With COVID-19 vaccines about to arrive, it’s important that the public be well informed — especially since misinformation is rampant on both COVID-19 and vaccines. To that end, Google is launching a new Search feature that will display a list of authorized vaccines in your location, as well as information panels on each type of vaccine.

Google notes that with COVID-19 vaccinations set to arrive on an “unprecedented pace and scale,” it’s crucial to address “vaccine misperceptions and hesitance.” The feature is launching in the UK because it’s the first Western country to approve and distribute a COVID-19 vaccine to its population. “As health authorities begin authorizing vaccines, we’ll introduce this new feature in more countries,” wrote Google’s chief health officer Karen DeSalvo, MD and Kristie Canegallo, VP of trust and safety.

Google notes that similar COVID-19 information panels have been viewed 400 billion times on YouTube. In October, YouTube banned misinformation about the pandemic that contradicts information from the World Health Organization (WHO) or local health authorities. That followed a similar move from Facebook, which said in August this year that it had removed 7 million posts for coronavirus misinformation.

Now, the Google News Initiative is providing an additional $1.5 million to fund the creation of a COVID-19 Vaccine Media Hub and support new fact-checking research..

Earlier this year, Google gave $6.5 million to fund COVID-19 fact-checking initiatives for reporters.
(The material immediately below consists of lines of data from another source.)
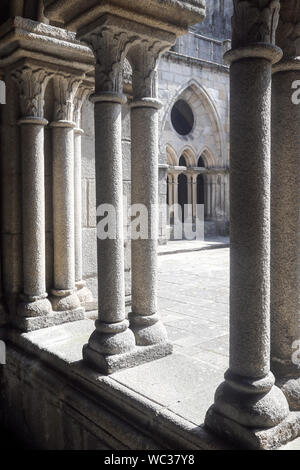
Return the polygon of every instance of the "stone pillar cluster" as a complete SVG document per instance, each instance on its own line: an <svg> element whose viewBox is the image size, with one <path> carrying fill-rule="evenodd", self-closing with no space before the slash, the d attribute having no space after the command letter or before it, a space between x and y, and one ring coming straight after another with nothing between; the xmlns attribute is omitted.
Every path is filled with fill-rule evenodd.
<svg viewBox="0 0 300 470"><path fill-rule="evenodd" d="M48 123L44 108L50 80L54 109ZM84 307L92 303L92 294L82 279L81 247L80 113L89 86L84 85L82 72L53 72L51 66L30 60L12 68L6 74L6 84L9 99L13 86L19 95L13 109L19 115L16 138L20 139L22 188L22 293L17 307L9 310L11 322L30 331L82 319ZM45 126L52 134L53 201L48 215L53 219L54 239L51 290L46 286ZM7 150L6 145L4 148Z"/></svg>
<svg viewBox="0 0 300 470"><path fill-rule="evenodd" d="M132 30L131 30L132 28ZM158 109L156 67L164 42L141 38L115 24L104 24L82 38L96 58L95 148L96 202L99 225L107 211L114 216L113 234L99 232L98 303L96 330L83 356L96 368L111 373L122 367L169 354L172 350L157 312L158 243ZM170 44L168 44L169 46ZM147 239L132 240L132 311L125 315L122 196L121 111L125 56L133 69L132 204L148 211ZM105 238L105 239L104 239Z"/></svg>

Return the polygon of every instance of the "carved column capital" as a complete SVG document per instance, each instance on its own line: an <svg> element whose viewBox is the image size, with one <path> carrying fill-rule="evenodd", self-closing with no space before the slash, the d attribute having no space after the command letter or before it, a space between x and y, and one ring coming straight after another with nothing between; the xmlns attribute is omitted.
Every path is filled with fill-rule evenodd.
<svg viewBox="0 0 300 470"><path fill-rule="evenodd" d="M234 0L232 48L251 44L275 44L279 0Z"/></svg>
<svg viewBox="0 0 300 470"><path fill-rule="evenodd" d="M284 22L279 20L277 29L277 45L282 49L285 59L300 56L300 21Z"/></svg>
<svg viewBox="0 0 300 470"><path fill-rule="evenodd" d="M11 72L20 92L22 117L43 118L44 95L52 74L43 67L23 65Z"/></svg>
<svg viewBox="0 0 300 470"><path fill-rule="evenodd" d="M122 93L123 63L129 47L137 36L117 26L103 25L84 38L95 58L95 88L97 93Z"/></svg>
<svg viewBox="0 0 300 470"><path fill-rule="evenodd" d="M225 60L254 57L278 62L282 56L275 46L279 11L279 0L234 0L232 49Z"/></svg>
<svg viewBox="0 0 300 470"><path fill-rule="evenodd" d="M160 56L171 43L159 39L140 39L129 51L135 100L157 98L157 67Z"/></svg>
<svg viewBox="0 0 300 470"><path fill-rule="evenodd" d="M71 74L54 77L54 122L74 121L74 99L82 78Z"/></svg>
<svg viewBox="0 0 300 470"><path fill-rule="evenodd" d="M81 84L78 89L77 93L74 98L74 122L76 127L80 129L81 127L81 110L82 106L87 99L87 97L91 94L92 87L87 85Z"/></svg>

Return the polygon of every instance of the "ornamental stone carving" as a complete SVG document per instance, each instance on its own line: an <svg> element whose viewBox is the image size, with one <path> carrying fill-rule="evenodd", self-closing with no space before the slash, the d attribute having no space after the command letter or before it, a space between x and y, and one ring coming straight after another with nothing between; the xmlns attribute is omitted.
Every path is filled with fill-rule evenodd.
<svg viewBox="0 0 300 470"><path fill-rule="evenodd" d="M54 121L74 120L74 98L81 83L80 77L58 75L54 78Z"/></svg>
<svg viewBox="0 0 300 470"><path fill-rule="evenodd" d="M115 26L102 26L84 40L91 46L96 58L96 91L121 93L124 59L138 37Z"/></svg>
<svg viewBox="0 0 300 470"><path fill-rule="evenodd" d="M275 44L279 11L279 0L234 0L232 48Z"/></svg>
<svg viewBox="0 0 300 470"><path fill-rule="evenodd" d="M300 1L281 2L280 18L276 34L277 45L283 50L284 59L300 56Z"/></svg>
<svg viewBox="0 0 300 470"><path fill-rule="evenodd" d="M133 69L135 99L157 98L157 66L160 56L171 47L160 40L140 39L129 51Z"/></svg>
<svg viewBox="0 0 300 470"><path fill-rule="evenodd" d="M26 65L11 76L20 92L22 117L43 117L45 90L52 75L43 68Z"/></svg>
<svg viewBox="0 0 300 470"><path fill-rule="evenodd" d="M81 126L81 109L82 106L91 93L92 88L85 86L85 85L80 85L77 89L77 93L74 98L74 115L73 119L78 128Z"/></svg>

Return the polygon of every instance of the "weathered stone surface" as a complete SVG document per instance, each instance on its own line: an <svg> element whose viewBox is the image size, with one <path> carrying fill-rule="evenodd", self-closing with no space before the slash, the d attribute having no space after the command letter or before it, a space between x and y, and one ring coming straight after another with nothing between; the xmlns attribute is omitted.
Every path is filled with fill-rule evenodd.
<svg viewBox="0 0 300 470"><path fill-rule="evenodd" d="M271 429L255 429L241 426L219 414L214 406L206 416L206 425L232 442L239 442L242 448L252 450L275 450L299 436L300 415L291 413L278 426Z"/></svg>
<svg viewBox="0 0 300 470"><path fill-rule="evenodd" d="M276 40L284 54L273 70L271 162L271 366L290 408L298 411L300 364L293 357L300 344L300 107L292 93L300 70L299 24L299 14L282 4Z"/></svg>

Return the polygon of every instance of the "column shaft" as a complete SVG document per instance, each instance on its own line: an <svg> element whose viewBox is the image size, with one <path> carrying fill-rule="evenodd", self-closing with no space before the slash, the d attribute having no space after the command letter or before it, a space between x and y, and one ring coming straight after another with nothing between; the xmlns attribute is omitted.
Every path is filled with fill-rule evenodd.
<svg viewBox="0 0 300 470"><path fill-rule="evenodd" d="M116 214L115 237L98 238L99 319L125 319L123 189L120 103L95 104L97 208L110 204Z"/></svg>
<svg viewBox="0 0 300 470"><path fill-rule="evenodd" d="M230 368L264 377L270 370L271 64L248 61L231 66Z"/></svg>
<svg viewBox="0 0 300 470"><path fill-rule="evenodd" d="M81 129L74 131L75 282L82 281Z"/></svg>
<svg viewBox="0 0 300 470"><path fill-rule="evenodd" d="M30 119L21 122L23 283L29 298L46 292L44 125Z"/></svg>
<svg viewBox="0 0 300 470"><path fill-rule="evenodd" d="M276 12L278 4L270 4L270 21ZM243 28L240 16L234 21ZM237 31L236 26L239 37ZM231 62L230 360L206 424L255 446L256 429L273 428L289 414L270 372L271 73L281 51L251 44L226 57ZM237 434L236 423L244 435Z"/></svg>
<svg viewBox="0 0 300 470"><path fill-rule="evenodd" d="M207 191L207 217L211 217L211 181L210 175L206 177L206 191Z"/></svg>
<svg viewBox="0 0 300 470"><path fill-rule="evenodd" d="M292 102L299 70L273 76L271 199L272 370L300 410L300 106Z"/></svg>
<svg viewBox="0 0 300 470"><path fill-rule="evenodd" d="M125 318L122 108L120 95L95 95L98 320L83 357L106 373L130 364L135 339ZM110 214L108 234L101 222ZM129 353L124 355L124 353Z"/></svg>
<svg viewBox="0 0 300 470"><path fill-rule="evenodd" d="M197 200L197 194L198 194L198 188L197 188L197 175L193 175L192 176L192 195L193 195L193 199L192 199L192 204L193 204L193 220L195 221L196 220L196 217L197 217L197 204L198 204L198 200Z"/></svg>
<svg viewBox="0 0 300 470"><path fill-rule="evenodd" d="M167 334L157 315L158 240L158 110L133 102L131 110L132 204L148 211L148 239L132 240L132 313L138 345L166 341Z"/></svg>
<svg viewBox="0 0 300 470"><path fill-rule="evenodd" d="M74 248L74 124L52 123L54 310L80 307L75 293Z"/></svg>

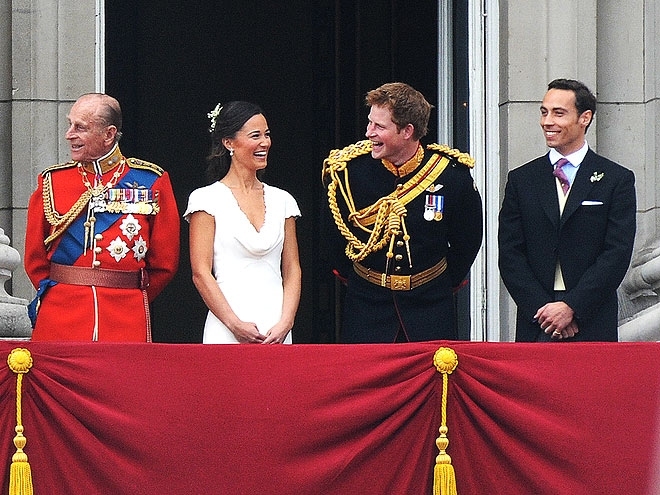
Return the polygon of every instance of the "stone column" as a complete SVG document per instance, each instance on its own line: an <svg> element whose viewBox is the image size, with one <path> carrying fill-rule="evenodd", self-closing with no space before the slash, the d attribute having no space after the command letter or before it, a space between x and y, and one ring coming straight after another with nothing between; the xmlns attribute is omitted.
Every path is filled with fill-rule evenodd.
<svg viewBox="0 0 660 495"><path fill-rule="evenodd" d="M0 0L0 6L4 2ZM3 225L21 253L28 199L37 175L49 165L69 160L66 116L81 94L96 90L97 3L13 0L10 22L0 11L0 26L7 23L11 30L11 63L5 65L11 67L10 91L5 92L11 98L7 112L11 124L1 127L0 133L0 140L1 136L11 139L11 168L4 171L6 180L0 181L0 220L2 201L10 197L11 219ZM5 32L1 30L0 37ZM1 150L0 143L0 179L6 168ZM27 299L34 294L22 268L14 273L12 291Z"/></svg>
<svg viewBox="0 0 660 495"><path fill-rule="evenodd" d="M606 2L598 12L598 126L603 154L632 169L637 235L621 286L619 339L660 340L660 1Z"/></svg>
<svg viewBox="0 0 660 495"><path fill-rule="evenodd" d="M619 290L620 339L660 340L660 1L505 0L500 13L502 187L507 170L546 151L539 104L547 82L587 84L598 98L589 145L637 179L635 250ZM515 305L503 294L502 328L514 328Z"/></svg>
<svg viewBox="0 0 660 495"><path fill-rule="evenodd" d="M0 225L11 231L11 0L0 0Z"/></svg>
<svg viewBox="0 0 660 495"><path fill-rule="evenodd" d="M509 170L547 152L539 107L548 83L565 77L598 90L597 3L608 1L500 2L500 198ZM592 126L587 135L592 147L596 138ZM515 338L515 310L502 285L501 340Z"/></svg>

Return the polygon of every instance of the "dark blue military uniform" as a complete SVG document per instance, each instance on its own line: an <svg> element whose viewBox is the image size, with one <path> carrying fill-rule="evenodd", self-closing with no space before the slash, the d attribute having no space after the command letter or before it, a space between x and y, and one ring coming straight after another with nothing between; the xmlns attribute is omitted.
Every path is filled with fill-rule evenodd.
<svg viewBox="0 0 660 495"><path fill-rule="evenodd" d="M346 163L354 210L377 204L400 186L408 196L393 239L359 261L351 263L346 256L337 260L339 271L348 278L342 342L458 338L453 294L481 246L481 197L470 174L472 159L435 147L425 149L421 162L400 177L370 153ZM429 180L434 171L437 177ZM345 181L343 172L338 176ZM335 199L345 226L366 242L369 232L348 219L344 196L337 192ZM331 198L331 210L332 203ZM345 246L345 236L338 237Z"/></svg>

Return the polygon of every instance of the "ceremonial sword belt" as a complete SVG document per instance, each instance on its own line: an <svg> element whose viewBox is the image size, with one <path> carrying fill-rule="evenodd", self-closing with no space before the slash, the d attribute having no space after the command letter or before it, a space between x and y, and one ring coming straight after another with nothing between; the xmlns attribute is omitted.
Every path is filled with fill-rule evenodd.
<svg viewBox="0 0 660 495"><path fill-rule="evenodd" d="M390 290L412 290L442 275L447 269L447 258L442 258L431 268L412 275L388 275L367 268L357 262L353 263L353 269L360 277L372 284L386 287Z"/></svg>
<svg viewBox="0 0 660 495"><path fill-rule="evenodd" d="M50 264L50 279L70 285L89 285L114 289L141 289L149 287L149 274L142 268L136 271L88 268L85 266Z"/></svg>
Now, Google News will provide an additional $1.5 million to fund a COVID-19 Vaccine Media Hub led by the Australian Science Media Centre, with support from media centers and public health experts around the world.

It’s also funding research by academics at Columbia, George Washington and Ohio State universities to counteract vaccine misinformation. “This research project will survey citizens in ten countries to find out what kinds of formats, headlines and sources are most effective in correcting COVID-19 vaccine misinformation and whether fact checks that follow these best practices impact willingness to get vaccinated.”

Google has often been accused of spreading fake news, and COVID-19 has been called “the perfect storm for the diffusion of false rumor and fake news.” So far, however, Google has been highly proactive in scrubbing pandemic misinformation from Search and YouTube. It appears to be keeping that posture with the arrival of vaccines — which have their own sad legacy around misinformation and conspiracy theories.